D. Enrique.—¿Conque tú crees también que hay algún artificio?
Cosme.—Sí... Pero vamos de aquí, porque está observándonos.
(Los dos se entran en la casa de don Enrique. Don Gregorio, después de haberlos observado, se pasea por el teatro.)
ESCENA IV.
DON GREGORIO, DOÑA ROSA.
D. Gregorio.—Anda, pobre hombre, anda, que no esperabas tú semejante visita... Ya se ve, una niña virtuosa como ella es, con la educación que ha tenido... Las miradas de un hombre la asustan, y se da por muy ofendida.

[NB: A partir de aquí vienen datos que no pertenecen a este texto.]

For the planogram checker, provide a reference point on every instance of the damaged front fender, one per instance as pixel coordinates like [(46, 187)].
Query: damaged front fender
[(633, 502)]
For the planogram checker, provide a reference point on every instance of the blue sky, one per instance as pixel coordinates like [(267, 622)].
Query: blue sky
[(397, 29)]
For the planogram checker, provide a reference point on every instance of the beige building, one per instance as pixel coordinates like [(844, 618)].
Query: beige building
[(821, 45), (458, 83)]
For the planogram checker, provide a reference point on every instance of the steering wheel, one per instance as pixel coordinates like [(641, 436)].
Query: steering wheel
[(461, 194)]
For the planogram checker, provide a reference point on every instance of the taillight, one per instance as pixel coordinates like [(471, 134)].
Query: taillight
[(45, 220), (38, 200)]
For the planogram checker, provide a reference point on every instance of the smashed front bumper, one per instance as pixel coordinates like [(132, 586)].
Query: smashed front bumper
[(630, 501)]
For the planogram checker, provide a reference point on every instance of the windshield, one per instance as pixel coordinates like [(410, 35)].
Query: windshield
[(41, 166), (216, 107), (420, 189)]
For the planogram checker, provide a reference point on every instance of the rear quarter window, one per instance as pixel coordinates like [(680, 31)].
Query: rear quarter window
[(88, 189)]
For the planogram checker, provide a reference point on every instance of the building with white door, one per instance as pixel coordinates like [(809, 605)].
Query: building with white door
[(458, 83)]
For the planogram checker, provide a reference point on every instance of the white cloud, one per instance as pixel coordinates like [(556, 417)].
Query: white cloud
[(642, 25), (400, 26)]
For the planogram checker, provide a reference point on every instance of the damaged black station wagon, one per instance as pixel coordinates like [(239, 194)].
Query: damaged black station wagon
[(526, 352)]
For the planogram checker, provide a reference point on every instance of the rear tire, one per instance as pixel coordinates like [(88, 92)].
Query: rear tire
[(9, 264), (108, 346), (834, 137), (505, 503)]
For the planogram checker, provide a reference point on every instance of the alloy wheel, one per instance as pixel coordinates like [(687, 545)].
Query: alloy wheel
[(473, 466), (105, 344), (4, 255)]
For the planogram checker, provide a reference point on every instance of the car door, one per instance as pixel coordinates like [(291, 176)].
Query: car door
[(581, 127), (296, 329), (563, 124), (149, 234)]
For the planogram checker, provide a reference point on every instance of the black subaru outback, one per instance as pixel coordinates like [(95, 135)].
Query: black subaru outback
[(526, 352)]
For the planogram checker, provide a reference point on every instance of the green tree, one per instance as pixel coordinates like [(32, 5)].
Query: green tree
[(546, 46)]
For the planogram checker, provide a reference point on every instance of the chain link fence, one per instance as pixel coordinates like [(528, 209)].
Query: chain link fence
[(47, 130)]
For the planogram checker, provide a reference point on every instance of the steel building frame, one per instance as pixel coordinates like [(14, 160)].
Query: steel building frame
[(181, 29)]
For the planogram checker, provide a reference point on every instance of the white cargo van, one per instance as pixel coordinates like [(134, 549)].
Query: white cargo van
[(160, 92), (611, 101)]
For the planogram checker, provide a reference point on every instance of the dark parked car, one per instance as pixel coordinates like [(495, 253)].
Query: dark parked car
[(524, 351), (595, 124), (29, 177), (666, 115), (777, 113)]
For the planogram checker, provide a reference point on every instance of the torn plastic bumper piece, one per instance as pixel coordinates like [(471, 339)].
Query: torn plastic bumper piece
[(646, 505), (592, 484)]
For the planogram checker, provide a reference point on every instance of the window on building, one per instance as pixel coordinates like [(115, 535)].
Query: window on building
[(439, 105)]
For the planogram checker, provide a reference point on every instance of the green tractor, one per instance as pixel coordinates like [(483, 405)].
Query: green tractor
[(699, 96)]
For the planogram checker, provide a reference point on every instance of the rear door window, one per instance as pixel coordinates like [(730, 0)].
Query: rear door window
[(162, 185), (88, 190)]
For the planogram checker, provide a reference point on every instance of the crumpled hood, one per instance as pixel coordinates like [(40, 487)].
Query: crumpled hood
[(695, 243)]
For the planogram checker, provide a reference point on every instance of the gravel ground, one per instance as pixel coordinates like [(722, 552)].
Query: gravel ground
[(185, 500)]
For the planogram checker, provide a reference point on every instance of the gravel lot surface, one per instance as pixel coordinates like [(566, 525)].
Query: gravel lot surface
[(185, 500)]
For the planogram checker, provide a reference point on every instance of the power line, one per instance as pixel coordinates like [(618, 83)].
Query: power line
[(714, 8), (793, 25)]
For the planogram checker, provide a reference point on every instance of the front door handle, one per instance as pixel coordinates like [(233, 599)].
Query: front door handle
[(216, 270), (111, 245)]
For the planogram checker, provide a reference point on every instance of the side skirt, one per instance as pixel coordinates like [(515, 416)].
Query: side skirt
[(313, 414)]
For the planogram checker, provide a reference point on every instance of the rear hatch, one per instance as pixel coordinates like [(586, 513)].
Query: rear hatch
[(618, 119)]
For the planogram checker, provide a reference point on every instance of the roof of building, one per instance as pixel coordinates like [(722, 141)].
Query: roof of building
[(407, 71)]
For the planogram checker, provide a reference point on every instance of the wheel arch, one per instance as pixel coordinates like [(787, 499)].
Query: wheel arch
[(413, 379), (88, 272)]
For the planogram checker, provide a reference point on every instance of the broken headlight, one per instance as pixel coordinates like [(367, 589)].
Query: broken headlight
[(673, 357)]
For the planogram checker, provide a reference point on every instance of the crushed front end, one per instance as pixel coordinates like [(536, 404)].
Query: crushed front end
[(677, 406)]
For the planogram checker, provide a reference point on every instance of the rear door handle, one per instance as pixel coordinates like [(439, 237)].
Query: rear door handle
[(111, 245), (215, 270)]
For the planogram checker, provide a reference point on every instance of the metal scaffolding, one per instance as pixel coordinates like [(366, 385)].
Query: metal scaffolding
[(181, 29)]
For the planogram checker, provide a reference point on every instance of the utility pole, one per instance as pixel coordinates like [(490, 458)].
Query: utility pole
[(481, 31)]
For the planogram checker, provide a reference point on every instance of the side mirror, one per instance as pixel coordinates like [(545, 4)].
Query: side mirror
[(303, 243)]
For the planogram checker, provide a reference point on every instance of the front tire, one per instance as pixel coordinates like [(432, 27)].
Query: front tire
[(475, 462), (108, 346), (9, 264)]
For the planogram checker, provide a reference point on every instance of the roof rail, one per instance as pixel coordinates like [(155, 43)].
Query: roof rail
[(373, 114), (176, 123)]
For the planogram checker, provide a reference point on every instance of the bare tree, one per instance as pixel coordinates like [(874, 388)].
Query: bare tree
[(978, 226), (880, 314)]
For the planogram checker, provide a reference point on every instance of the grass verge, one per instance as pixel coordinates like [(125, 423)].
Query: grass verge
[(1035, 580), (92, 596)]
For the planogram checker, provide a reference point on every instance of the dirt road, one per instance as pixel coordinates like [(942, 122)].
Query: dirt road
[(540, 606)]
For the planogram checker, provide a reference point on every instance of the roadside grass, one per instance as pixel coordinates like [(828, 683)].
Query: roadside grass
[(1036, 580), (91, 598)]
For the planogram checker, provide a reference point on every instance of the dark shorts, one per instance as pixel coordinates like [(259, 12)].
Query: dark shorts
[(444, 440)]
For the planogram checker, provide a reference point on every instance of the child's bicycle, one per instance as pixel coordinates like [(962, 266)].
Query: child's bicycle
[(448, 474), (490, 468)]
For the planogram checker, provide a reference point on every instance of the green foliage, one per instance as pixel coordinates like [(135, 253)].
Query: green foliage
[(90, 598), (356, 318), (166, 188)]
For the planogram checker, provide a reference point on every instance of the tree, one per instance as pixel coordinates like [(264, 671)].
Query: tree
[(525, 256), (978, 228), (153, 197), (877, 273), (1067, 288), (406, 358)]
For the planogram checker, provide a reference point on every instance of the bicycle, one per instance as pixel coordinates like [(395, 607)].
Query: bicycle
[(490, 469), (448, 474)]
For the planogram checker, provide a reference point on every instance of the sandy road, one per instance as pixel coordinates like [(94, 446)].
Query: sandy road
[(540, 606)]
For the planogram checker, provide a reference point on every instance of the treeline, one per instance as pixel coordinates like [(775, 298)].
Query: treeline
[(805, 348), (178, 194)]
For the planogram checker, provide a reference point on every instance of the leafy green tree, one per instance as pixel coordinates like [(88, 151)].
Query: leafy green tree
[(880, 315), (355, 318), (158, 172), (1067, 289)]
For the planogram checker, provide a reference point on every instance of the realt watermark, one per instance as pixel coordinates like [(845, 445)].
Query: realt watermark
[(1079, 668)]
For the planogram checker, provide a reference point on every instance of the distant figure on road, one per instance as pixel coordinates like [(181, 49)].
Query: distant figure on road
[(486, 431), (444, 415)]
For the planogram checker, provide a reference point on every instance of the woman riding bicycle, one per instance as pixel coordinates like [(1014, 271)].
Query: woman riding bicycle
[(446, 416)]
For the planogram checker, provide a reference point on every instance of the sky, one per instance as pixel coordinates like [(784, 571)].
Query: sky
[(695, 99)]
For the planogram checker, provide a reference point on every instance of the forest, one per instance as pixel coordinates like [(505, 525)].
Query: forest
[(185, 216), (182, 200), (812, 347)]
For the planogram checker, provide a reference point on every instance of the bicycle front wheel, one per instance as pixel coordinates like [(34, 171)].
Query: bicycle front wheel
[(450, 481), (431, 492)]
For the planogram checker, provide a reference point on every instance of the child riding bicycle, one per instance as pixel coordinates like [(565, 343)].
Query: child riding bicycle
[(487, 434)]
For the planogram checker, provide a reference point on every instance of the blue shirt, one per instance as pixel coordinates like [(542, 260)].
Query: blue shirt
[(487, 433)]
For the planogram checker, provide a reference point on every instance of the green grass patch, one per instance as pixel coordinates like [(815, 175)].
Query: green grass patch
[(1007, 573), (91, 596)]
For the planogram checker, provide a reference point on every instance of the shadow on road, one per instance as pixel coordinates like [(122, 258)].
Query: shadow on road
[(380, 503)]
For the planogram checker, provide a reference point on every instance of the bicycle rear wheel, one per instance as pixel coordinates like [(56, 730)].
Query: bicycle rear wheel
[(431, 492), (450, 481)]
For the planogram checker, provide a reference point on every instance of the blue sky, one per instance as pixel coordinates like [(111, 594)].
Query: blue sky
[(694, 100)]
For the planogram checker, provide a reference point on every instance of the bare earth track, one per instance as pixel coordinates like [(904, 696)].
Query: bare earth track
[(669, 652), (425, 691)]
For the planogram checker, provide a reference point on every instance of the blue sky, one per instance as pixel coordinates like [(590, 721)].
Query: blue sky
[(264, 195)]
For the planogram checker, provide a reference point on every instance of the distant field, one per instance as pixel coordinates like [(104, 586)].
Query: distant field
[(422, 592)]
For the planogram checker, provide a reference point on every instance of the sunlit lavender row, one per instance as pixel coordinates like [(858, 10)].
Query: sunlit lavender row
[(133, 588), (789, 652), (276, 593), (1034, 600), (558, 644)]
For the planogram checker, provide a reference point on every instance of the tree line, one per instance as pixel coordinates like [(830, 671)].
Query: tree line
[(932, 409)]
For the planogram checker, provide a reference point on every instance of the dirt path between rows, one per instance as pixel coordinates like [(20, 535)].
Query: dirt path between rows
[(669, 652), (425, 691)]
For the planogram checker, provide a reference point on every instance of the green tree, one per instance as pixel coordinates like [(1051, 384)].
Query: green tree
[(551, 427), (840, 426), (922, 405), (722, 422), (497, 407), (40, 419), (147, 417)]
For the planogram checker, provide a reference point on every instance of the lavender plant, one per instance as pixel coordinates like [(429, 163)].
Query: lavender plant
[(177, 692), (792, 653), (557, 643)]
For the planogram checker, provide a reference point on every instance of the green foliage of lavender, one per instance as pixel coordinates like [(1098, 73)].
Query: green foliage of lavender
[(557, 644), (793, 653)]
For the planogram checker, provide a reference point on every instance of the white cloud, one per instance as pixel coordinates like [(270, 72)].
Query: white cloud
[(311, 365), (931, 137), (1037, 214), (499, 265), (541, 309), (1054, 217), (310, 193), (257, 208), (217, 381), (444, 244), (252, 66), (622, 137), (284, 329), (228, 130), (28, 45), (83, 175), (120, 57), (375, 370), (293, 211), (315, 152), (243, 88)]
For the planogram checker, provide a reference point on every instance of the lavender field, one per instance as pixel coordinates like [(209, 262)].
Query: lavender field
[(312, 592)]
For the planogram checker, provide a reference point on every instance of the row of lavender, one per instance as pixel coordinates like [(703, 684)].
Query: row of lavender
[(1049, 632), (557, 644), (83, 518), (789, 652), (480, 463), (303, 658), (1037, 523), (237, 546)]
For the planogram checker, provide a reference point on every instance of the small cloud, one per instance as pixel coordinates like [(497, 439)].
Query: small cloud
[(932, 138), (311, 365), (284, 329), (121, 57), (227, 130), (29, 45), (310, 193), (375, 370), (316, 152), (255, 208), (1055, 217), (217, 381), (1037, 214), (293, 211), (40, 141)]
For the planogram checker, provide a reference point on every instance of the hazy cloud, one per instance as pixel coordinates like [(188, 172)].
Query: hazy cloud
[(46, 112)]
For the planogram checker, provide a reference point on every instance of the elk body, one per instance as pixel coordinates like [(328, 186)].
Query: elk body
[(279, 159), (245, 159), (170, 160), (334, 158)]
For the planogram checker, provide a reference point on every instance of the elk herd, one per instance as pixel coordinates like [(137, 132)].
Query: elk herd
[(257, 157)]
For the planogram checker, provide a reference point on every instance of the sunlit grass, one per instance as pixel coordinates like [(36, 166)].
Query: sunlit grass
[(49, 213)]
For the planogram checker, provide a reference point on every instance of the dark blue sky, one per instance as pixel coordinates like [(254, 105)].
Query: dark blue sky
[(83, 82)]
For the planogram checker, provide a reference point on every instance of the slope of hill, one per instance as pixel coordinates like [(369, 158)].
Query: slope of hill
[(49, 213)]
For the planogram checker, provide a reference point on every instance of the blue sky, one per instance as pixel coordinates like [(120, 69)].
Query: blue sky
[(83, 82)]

(Mientras don Gregorio se pasea y hace ademanes de hablar solo, doña Rosa abre su puerta y habla sin haberle visto; él por último se encamina á su casa y le sorprende hallar á doña Rosa.)
D.ª Rosa.—Yo me determino. Tal vez en la sorpresa que debe causarle no habrá entendido mi intención... ¡Oh! es menester, si ha de acabarse esta esclavitud, no dejarle en dudas.
D. Gregorio.—Vamos á verla y á contarla... ¡Calle! Qué ¿estabas aquí?... Ya despaché mi comisión.